As for Hanania — who wrote various extremely racist things for white supremacist sites in the early 2010s under a pseudonym, but has since claimed he now finds his old beliefs “repulsive” — he argued the roots of wokeness were in federal civil rights law. He singled out LBJ’s 1965 executive order on affirmative action for government contractors as starting the trend, arguing that GOP presidents (including Trump) had inexplicably failed to roll it back. He also argued for going further, and issuing a new executive order stating that “you can’t have an affirmative action program.”
Trump’s sweeping actions are aimed at reshaping American law and culture
This is in essence what Trump did. Trump is acting far more aggressively on this topic than he did in his first term, apparently spurred on by some combination of the new focus from conservative activists, interest from Miller, his deputy chief of staff, and cover from the Supreme Court decision.

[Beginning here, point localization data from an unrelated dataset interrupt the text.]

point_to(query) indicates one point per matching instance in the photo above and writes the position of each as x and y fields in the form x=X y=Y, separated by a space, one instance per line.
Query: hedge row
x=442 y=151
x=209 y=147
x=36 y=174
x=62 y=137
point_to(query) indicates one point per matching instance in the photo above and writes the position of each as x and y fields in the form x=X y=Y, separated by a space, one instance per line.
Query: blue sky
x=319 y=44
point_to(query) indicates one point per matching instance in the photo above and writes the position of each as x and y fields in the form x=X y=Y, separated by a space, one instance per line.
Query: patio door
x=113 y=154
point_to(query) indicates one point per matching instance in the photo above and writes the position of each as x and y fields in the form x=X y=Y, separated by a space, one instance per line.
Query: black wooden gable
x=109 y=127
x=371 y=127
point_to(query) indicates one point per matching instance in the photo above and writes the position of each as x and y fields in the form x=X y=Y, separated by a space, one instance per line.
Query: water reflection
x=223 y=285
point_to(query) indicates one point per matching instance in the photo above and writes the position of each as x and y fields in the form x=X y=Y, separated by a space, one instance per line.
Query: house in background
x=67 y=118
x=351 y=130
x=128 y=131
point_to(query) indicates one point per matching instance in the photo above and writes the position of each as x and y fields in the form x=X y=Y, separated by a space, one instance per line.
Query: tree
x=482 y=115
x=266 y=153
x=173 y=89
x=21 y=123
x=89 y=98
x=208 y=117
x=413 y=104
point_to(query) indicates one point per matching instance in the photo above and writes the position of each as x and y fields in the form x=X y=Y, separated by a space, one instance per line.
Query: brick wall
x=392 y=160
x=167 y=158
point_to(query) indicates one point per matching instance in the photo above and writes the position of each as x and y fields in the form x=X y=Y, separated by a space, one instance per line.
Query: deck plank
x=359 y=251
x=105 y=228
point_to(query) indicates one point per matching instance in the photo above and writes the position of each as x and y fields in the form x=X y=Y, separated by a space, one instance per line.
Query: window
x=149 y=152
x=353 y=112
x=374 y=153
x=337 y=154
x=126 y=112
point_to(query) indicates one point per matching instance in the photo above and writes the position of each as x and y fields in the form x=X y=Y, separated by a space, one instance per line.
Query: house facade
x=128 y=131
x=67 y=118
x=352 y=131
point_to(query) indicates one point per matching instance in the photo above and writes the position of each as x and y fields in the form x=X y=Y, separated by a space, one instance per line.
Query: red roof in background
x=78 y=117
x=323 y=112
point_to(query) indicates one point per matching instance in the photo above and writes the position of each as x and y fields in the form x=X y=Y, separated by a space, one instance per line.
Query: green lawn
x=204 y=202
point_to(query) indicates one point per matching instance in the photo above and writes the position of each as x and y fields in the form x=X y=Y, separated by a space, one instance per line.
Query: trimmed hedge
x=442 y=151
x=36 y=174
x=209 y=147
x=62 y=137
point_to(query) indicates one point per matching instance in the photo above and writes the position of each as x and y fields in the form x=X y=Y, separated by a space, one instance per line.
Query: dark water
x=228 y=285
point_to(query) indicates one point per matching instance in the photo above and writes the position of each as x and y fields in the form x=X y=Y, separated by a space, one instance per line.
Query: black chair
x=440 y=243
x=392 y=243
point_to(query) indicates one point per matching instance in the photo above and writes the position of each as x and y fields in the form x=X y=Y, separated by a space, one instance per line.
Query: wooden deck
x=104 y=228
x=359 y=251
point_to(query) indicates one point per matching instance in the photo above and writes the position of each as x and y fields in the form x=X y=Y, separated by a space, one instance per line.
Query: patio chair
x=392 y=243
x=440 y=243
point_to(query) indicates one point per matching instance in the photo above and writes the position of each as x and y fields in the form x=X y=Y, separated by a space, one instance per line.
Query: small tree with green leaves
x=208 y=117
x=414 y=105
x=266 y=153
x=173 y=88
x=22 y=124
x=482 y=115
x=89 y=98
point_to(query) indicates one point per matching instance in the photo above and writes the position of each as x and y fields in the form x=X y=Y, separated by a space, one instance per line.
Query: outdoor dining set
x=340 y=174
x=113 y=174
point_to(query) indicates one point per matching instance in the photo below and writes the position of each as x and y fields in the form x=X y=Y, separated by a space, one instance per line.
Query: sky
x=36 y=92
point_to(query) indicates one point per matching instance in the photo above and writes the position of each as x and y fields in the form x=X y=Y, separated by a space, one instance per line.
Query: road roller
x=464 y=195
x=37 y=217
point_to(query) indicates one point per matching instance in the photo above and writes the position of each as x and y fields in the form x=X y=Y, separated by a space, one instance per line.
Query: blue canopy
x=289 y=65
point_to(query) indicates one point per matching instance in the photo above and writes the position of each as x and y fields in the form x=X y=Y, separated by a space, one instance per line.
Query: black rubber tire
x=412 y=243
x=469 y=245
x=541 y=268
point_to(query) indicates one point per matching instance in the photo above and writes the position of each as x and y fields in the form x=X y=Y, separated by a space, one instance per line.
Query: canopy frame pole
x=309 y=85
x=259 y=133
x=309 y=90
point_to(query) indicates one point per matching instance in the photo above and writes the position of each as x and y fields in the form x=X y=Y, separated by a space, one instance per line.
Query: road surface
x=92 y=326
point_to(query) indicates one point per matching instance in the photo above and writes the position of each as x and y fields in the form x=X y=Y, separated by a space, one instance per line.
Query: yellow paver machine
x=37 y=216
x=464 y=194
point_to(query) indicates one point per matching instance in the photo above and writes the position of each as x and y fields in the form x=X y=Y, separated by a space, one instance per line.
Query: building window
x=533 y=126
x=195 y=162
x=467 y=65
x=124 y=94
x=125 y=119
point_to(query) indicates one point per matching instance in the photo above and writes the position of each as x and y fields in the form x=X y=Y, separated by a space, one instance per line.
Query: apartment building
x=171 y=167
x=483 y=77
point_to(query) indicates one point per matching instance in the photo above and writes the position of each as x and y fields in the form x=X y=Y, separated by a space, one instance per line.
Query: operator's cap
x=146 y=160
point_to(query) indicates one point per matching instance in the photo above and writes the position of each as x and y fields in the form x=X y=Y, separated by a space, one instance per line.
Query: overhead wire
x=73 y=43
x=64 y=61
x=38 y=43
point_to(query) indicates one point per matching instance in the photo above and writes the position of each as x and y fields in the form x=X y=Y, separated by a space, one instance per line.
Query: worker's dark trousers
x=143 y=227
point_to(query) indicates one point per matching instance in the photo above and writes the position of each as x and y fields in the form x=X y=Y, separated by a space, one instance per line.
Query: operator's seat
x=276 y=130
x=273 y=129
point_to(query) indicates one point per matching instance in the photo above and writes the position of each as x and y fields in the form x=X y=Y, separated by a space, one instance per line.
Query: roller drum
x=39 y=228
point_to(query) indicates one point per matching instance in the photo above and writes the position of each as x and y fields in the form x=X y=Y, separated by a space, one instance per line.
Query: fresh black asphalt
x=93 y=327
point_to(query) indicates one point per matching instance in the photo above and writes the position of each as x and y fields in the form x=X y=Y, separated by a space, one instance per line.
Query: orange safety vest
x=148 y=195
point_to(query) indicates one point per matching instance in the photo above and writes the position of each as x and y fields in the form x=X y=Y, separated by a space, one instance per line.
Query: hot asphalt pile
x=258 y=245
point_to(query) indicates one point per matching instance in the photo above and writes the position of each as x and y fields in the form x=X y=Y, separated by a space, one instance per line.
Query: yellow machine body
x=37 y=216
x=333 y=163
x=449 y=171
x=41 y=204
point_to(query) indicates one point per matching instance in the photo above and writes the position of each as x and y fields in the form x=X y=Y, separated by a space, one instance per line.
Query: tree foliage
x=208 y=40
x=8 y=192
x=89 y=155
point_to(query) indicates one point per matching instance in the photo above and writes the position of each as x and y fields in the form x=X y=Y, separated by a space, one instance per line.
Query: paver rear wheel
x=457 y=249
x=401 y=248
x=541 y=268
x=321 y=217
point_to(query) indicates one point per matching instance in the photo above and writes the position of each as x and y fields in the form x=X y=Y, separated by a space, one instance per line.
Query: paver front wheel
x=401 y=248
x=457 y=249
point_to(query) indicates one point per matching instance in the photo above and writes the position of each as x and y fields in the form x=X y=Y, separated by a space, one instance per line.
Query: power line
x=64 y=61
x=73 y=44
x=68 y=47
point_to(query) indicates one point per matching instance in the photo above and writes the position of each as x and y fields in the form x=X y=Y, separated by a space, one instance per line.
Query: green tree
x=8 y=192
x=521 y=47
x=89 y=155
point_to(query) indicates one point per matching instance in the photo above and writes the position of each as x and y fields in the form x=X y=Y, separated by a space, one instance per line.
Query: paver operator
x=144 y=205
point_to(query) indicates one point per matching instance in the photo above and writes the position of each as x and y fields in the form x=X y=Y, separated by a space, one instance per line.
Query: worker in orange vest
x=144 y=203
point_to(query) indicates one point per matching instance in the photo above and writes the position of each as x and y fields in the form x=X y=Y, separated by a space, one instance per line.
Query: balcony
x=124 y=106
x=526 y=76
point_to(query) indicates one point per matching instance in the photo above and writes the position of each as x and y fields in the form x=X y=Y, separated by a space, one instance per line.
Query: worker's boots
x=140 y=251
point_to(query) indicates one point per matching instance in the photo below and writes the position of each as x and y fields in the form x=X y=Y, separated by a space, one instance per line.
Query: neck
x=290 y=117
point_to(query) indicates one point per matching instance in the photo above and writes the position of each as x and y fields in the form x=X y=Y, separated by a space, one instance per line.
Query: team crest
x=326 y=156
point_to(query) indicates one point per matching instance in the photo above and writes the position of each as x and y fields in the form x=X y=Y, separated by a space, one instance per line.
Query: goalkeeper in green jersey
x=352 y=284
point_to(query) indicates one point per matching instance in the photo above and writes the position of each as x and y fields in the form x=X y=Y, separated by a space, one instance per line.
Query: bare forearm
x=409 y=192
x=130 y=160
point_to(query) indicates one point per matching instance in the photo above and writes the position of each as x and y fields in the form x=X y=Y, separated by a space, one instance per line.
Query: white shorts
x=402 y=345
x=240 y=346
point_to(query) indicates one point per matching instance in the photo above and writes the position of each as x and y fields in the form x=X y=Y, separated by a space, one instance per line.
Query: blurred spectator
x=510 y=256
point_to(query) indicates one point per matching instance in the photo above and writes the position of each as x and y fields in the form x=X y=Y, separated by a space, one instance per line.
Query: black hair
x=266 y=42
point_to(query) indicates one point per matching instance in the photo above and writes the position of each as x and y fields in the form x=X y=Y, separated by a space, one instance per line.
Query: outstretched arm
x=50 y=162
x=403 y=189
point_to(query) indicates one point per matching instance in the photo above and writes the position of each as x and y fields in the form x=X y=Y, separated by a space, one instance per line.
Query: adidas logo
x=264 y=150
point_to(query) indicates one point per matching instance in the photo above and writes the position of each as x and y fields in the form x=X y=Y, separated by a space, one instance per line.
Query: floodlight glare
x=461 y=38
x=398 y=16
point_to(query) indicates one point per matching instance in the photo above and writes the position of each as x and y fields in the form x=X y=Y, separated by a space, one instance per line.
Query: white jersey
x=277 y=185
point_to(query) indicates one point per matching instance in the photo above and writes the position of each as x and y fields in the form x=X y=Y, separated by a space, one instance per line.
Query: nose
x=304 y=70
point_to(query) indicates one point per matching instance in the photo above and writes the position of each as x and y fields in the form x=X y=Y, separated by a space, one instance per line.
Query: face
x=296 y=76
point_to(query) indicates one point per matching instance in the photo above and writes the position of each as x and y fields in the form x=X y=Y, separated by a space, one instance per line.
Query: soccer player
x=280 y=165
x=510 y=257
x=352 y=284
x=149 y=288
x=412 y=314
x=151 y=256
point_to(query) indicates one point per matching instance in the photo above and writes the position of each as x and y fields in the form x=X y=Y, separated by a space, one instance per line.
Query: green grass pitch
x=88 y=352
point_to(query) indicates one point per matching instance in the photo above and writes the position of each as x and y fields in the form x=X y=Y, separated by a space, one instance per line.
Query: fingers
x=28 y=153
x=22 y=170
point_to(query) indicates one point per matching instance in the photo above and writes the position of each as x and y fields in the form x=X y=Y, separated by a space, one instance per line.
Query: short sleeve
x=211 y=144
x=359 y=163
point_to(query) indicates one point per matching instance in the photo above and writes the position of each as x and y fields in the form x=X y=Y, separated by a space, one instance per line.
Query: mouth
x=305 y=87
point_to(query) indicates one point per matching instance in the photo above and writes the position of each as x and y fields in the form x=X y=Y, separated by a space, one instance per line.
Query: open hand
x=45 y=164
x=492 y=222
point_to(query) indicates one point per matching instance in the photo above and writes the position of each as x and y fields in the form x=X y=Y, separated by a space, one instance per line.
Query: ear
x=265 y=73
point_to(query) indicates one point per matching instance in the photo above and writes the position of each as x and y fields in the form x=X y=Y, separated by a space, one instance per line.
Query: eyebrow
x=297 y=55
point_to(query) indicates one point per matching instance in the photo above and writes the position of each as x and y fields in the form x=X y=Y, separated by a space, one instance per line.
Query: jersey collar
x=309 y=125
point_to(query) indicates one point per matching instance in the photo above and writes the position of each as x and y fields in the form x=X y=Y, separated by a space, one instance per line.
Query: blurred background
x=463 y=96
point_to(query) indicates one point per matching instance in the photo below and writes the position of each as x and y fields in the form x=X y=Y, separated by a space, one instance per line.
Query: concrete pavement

Another potential contributor is a sense that many in the public have soured on wokeness — and that public backlash will be muted.
His new executive order reflects the Rufo-Hanania agenda, rolling back the LBJ order specifically to dismantle affirmative action in federal contracting, while putting private sector and nonprofit institutions on notice that DEI initiatives they deem “discriminatory” could land them in legal hot water.
With his OPM order, Trump’s team is also outright purging DEI supporters from the federal government. And they’re also warning federal employees against fighting back. The OPM announcement stressed that higher-ups are “aware of efforts by some in government to disguise these programs by using coded or imprecise language,” and instructed employees to report any changes made since the election to “obscure” connections with DEI. “Failure to report this information within 10 days may result in adverse consequences,” the announcement adds.
The question now is how American institutions will respond. Enthusiasm for DEI has already cooled in recent years, as several major corporations have rolled back their efforts; more companies could follow their lead, using these legal threats as justification. More progressive-leaning colleges and nonprofits may be more inclined to fight back — but they, too, face the threat of investigations (Trump’s order calls out major universities, nonprofits, and foundations as potential “egregious” offenders).
Legal challenges against Trump’s order will clearly be coming. Progressives could argue that the order goes too far and threatens constitutional rights of speech or association. But whether the Supreme Court will sympathize with progressives is questionable, given that its six conservatives share the view that affirmative action amounts to discrimination. (“The way to stop discrimination on the basis of race is to stop discriminating on the basis of race,” Chief Justice John Roberts famously wrote in 2007.)
For now, what is clear is that Trump’s team is making an all-out effort to dismantle both the legal framework and the larger culture that have underpinned affirmative action and DEI in recent years.
It is unclear what pushback they will receive — and, if none materializes, the ultimate legacy of the racial reckoning could well be a backlash that ends up rolling back decades of progressive policy.